メインのヴィランであるリドラーは、犯行後バットマンに対して“なぞなぞ”を残し、探偵でもあるバットマンがその謎を解くということが繰り返される。バットマンはリドラーの共犯者のようにも見えてくる。リドラーの犯行計画には最初からバットマンが組み込まれているからだ。
このふたりの関係はおもしろい。というのも、ふたりは似た者同士で、実はバットマンがリドラーを生み出したということが明らかになってくるからだ。市長殺害の場面では、誰かが市長の部屋を覗いているシーンがある。これはその後に市長を殺害するリドラーの視点だったのだろう。これと同じような覗きのシーンがある。それはバットマンがキャットウーマンを監視している場面だ。ふたりが同じことをしているシーンをわざわざ用意しているのは、ふたりが似た者同士であるということを示すためだろう。
さらに、リドラーは同調者たちに「オレは復讐だ」と名乗らせている。これはバットマンが悪党たちに対して使っていた台詞だ。リドラーはバットマンに似ているというよりも、バットマンの模倣犯なのだ。
リドラーは逮捕後にバットマンと対峙した時、彼の正体がブルース・ウェインだと見抜いている。バットマンは警察の手伝いなどをして正義のフリをしているが、実はその根底にあるのは復讐だと見抜いていたのだ。これはバットマンの嘘というよりは、ブルース自身も気づかずにいた自己欺瞞だろう。バットマンはキャットウーマンには復讐を否定しているのに、自分では同じことをしているということに気づかずいたのだ。
そして、リドラーにも復讐したい相手がいた。それがリドラーの犯行で犠牲になったゴッサムシティの権力者たちということになる。
人の振り見て我が振り直せ
バットマンとリドラーが対峙する場面は、どこか『カラマーゾフの兄弟』におけるイワンとスメルジャコフの対峙を思わせるような気がした。『カラマーゾフ』ではイワンの心中を忖度したスメルジャコフが、勝手に殺しを実行してしまうことになる。これはスメルジャコフの思い込みが交じっているのだが、イワンはそれをまったく望んではいなかったとは否定できないのだ。
これと同じように、バットマンはリドラーのやることを完全には否定できないのかもしれない。

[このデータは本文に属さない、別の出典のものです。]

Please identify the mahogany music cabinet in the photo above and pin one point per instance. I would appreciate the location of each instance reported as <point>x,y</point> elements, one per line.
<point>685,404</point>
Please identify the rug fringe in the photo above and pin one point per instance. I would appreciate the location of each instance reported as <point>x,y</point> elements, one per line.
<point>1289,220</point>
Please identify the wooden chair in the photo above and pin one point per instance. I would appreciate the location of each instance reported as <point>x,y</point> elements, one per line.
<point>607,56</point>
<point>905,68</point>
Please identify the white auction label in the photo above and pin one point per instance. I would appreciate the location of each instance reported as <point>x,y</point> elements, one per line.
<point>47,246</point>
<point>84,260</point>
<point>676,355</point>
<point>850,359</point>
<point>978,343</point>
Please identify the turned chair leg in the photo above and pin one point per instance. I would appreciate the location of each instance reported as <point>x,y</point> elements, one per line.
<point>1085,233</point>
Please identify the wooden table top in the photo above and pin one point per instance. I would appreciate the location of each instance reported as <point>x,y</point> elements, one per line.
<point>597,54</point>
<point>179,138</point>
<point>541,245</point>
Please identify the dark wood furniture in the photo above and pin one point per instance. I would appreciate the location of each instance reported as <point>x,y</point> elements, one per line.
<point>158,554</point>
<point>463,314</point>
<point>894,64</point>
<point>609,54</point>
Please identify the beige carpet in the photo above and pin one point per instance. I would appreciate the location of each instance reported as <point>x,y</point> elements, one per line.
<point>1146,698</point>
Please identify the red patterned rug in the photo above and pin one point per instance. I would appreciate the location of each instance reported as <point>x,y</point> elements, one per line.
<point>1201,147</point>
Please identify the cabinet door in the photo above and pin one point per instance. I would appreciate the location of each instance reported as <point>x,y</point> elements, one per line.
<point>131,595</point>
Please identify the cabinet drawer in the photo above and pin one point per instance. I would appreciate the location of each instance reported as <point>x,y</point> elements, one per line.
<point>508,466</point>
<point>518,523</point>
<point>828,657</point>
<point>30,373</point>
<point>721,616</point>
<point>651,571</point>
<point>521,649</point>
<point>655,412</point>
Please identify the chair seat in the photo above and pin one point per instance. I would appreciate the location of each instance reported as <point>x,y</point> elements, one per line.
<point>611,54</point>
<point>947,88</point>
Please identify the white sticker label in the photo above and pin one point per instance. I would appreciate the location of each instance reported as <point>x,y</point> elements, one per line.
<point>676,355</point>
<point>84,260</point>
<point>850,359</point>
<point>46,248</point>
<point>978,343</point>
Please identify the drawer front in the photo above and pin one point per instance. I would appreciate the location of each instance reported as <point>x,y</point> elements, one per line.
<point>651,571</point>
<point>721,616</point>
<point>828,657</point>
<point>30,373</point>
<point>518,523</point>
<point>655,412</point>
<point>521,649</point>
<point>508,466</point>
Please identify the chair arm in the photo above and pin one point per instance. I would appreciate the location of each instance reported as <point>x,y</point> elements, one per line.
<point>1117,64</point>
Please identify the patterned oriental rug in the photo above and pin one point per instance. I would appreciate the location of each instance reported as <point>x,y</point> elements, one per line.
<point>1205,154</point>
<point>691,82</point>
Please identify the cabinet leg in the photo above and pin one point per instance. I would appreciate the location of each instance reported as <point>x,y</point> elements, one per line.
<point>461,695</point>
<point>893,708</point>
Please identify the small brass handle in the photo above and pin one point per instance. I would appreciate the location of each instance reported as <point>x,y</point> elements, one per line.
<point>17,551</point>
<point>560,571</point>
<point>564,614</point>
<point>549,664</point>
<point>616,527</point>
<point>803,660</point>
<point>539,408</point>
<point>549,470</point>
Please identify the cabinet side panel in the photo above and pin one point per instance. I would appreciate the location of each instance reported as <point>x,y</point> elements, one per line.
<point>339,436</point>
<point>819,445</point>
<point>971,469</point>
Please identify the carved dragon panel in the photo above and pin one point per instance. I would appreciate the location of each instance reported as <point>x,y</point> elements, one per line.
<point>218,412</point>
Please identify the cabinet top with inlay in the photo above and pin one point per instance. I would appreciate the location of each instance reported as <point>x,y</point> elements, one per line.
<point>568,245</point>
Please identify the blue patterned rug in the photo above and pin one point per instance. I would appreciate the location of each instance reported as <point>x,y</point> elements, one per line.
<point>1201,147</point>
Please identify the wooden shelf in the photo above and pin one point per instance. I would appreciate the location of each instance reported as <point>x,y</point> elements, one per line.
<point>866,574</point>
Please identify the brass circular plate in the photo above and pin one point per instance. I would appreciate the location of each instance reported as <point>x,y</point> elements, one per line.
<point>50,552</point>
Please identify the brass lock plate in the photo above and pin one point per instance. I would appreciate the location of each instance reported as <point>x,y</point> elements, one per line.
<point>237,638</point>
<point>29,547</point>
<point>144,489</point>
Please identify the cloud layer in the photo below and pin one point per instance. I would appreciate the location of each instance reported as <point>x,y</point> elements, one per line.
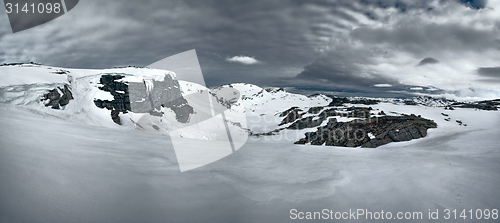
<point>345,47</point>
<point>243,60</point>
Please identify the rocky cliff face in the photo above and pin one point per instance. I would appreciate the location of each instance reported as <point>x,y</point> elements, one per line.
<point>58,97</point>
<point>369,132</point>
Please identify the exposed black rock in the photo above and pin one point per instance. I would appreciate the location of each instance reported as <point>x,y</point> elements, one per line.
<point>121,101</point>
<point>58,97</point>
<point>491,105</point>
<point>339,101</point>
<point>410,102</point>
<point>291,115</point>
<point>315,110</point>
<point>164,93</point>
<point>355,133</point>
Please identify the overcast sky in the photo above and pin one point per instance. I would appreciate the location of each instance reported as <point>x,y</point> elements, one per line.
<point>359,47</point>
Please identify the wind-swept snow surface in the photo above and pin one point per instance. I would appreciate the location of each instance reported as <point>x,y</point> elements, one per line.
<point>56,170</point>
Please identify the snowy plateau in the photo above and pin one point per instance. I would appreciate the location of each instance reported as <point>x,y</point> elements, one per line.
<point>72,152</point>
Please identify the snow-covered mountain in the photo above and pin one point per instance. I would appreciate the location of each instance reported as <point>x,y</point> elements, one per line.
<point>65,158</point>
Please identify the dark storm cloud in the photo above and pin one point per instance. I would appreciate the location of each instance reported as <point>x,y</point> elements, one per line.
<point>419,38</point>
<point>428,60</point>
<point>489,72</point>
<point>476,4</point>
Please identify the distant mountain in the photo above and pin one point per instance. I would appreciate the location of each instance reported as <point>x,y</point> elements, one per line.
<point>156,102</point>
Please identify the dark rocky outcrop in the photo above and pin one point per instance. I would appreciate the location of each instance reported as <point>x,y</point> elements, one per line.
<point>136,97</point>
<point>58,97</point>
<point>315,110</point>
<point>291,115</point>
<point>119,90</point>
<point>339,101</point>
<point>369,132</point>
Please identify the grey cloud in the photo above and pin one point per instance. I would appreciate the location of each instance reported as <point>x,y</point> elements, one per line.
<point>428,60</point>
<point>421,38</point>
<point>489,72</point>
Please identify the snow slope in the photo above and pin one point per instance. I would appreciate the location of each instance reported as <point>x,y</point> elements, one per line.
<point>76,165</point>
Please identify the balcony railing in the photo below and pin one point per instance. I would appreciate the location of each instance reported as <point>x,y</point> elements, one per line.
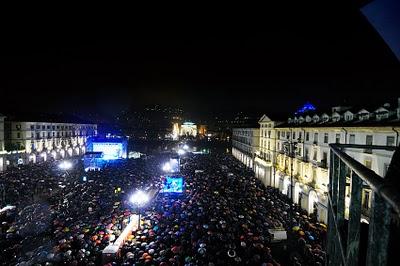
<point>344,248</point>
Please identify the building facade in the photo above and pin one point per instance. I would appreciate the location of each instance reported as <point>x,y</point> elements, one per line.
<point>294,155</point>
<point>245,143</point>
<point>31,142</point>
<point>2,149</point>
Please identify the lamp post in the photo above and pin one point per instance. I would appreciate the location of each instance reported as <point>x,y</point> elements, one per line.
<point>290,148</point>
<point>139,199</point>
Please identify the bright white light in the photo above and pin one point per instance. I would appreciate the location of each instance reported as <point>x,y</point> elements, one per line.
<point>65,165</point>
<point>139,198</point>
<point>167,167</point>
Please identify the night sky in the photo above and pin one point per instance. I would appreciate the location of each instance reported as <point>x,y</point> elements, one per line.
<point>326,58</point>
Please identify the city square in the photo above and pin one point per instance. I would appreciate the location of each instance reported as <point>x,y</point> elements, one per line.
<point>266,137</point>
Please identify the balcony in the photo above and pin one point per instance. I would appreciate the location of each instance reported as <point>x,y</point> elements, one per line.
<point>323,164</point>
<point>369,151</point>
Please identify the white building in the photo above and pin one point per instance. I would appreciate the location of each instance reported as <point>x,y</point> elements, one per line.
<point>309,136</point>
<point>2,150</point>
<point>38,141</point>
<point>245,143</point>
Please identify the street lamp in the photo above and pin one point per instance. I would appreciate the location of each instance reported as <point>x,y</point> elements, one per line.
<point>139,199</point>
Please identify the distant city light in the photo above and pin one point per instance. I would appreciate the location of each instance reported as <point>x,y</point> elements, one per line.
<point>65,165</point>
<point>139,198</point>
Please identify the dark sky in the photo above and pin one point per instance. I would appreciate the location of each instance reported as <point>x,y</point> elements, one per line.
<point>327,57</point>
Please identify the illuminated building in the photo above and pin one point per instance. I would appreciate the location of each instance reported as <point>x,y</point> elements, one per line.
<point>245,144</point>
<point>175,131</point>
<point>41,138</point>
<point>202,132</point>
<point>309,134</point>
<point>188,129</point>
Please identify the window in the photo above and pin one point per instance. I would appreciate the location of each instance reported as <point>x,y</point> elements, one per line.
<point>368,141</point>
<point>366,200</point>
<point>337,138</point>
<point>385,168</point>
<point>352,139</point>
<point>324,160</point>
<point>390,141</point>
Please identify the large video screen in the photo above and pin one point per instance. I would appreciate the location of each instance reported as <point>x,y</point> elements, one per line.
<point>174,163</point>
<point>173,184</point>
<point>110,150</point>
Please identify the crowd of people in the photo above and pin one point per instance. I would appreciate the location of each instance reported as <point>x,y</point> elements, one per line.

ゴッサムシティの不正を暴くという仕事は、本当は自分がやるべきだったとも感じる部分もあったのかもしれない。そもそもリドラーはバットマンが正義の名の下に復讐を実行していることに影響されたのだから。
ただ、リドラーのやり方は間違っている。リドラーは市長や検事を殺し、その不正の中心にいる人物を暴こうとする。不正を暴くのは正義なのかもしれないけれど、目的を重視するあまり手段を選ばないのは害悪でしかないだろう。
多分、バットマン=ブルースはリドラーの姿に自分の姿を見たのだろう。「人の振り見て我が振り直せ」ということわざもあるけれど、自分の姿を客観的に見せてくれたのがリドラーだったのだ。
そうなると、暴力による恐怖で悪党をビビらせるというバットマンのやり方も間違いであることも理解されてくる。それとは別のやり方が必要なのだ。そして、そのとりあえずの答えが、ゴッサムシティの市民たちに手を差し延べるということだったのだ。バットマンは自らの間違いを否定するために、一度自殺めいた飛び降りをし、蘇ることになる。
『ダークナイト』三部作がダークナイト(闇の騎士)からホワイトナイト(光の騎士)へという流れを描いたように、本作のバットマンも光のほうへ歩むことになる。バットマンは冒頭の語りの中で、闇に紛れるのではなく、自分が闇なのだと言っていたのだが、バットマンは闇から出て光のほうへと歩むことを選んだのだ。このシリーズは若くて未熟なブルースの成長を描く三部作となるのだろう。
『THE BATMAN-ザ・バットマン-』は、『バットマン vs スーパーマン ジャスティスの誕生』などの「DCエクステンデッド・ユニバース」とは無関係の世界と設定されているらしい。あちらの世界のちょっと歳と経験を重ねたはずのバットマンは、「1パーセントでも敵になる可能性があれば敵」などと危ういことを言っていた。バットマンの正義はいつも危ういものを含んでいるようだが、ロバート・パティンソンのまだ若いバットマンは一体どんなふうに成長していくんだろうか。